If you believe that having lots more contributors to the Unicode 
character set will inherently help it, that's fine. Having watched 
the process for over five years, and seeing how little I as a speaker 
of only English could contribute, I respectfully disagree. TUC seems 
to do fine with active members who know a heck of a lot more than I 
do. My contributions were meager at best.

>>>So my opinion is not a Unicode opinion. (Though I suspect they 
>>>hold the same view. You OUGHT to follow these processes carefully.)
>>
>>If we are successful, I think we shouldn't have to.
>
>May I suggest that you take your head out of the sand?

Thank you for asking, but I have no way of preventing you, clearly.

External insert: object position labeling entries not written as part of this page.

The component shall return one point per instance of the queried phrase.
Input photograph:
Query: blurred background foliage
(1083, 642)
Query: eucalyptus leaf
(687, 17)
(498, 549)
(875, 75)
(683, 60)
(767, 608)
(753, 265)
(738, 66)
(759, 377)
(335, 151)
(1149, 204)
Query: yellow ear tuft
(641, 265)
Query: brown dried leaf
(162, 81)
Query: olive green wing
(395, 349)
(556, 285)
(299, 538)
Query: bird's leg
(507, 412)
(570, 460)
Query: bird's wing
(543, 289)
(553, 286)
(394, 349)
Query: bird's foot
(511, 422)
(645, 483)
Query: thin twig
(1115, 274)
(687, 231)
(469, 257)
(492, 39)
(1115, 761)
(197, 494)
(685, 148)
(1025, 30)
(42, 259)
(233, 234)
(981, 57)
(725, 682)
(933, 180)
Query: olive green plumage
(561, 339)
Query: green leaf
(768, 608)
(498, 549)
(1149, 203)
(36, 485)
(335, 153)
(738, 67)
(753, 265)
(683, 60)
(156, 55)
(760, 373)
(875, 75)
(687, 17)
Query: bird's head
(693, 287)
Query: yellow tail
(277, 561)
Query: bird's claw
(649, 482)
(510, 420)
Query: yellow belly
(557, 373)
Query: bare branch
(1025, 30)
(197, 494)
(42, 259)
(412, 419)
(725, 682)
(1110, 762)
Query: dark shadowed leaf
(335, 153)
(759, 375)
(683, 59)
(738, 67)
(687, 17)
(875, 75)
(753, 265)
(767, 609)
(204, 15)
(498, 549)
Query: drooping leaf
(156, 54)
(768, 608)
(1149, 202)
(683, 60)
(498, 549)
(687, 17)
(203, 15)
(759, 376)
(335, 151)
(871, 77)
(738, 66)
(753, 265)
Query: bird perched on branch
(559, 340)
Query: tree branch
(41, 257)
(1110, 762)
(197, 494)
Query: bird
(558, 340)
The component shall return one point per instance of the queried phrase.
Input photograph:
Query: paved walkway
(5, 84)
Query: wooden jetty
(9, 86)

>You are part of a community. That community is wider, and MUCH MUCH 
>MORE IMPORTANT than IETF and its bizarre and dysfunctional 
>procedures and its 
>I-don't-have-to-care-about-the-world-outside-my-parents'-basement 
>self-importance.

SDOs are lots of pots and kettles, all black.

>>My "why?" above is a serious question. What can TUC do that would 
>>cause us to need to track their versions?
>
>People are people. People err. Your belief that you can do this work 
>without care to its content is an example of such fallibility.

If you are saying that the IDNA200x model of Unicode version 
independence is doomed to failure without more IETFers following the 
Unicode efforts, that's fine. That doesn't mean that having more 
people following the Unicode effort will help: there is already a lot 
of cross-pollination by experts from both sides.

>Off the high horse. Out of the white castle. People who work in WG2 
>and people who work in the UTC are your colleagues, and you owe them 
>more respect than you have shown today.

Bosh. I have the deepest respect for them (even you!) and their 
understanding of human languages, and I have said that to some of 
them in person over the past decade. Your imputing that I didn't 
respect them because I tried to give you an easier forum to explain 
yourself is a wild stretch of your imagination.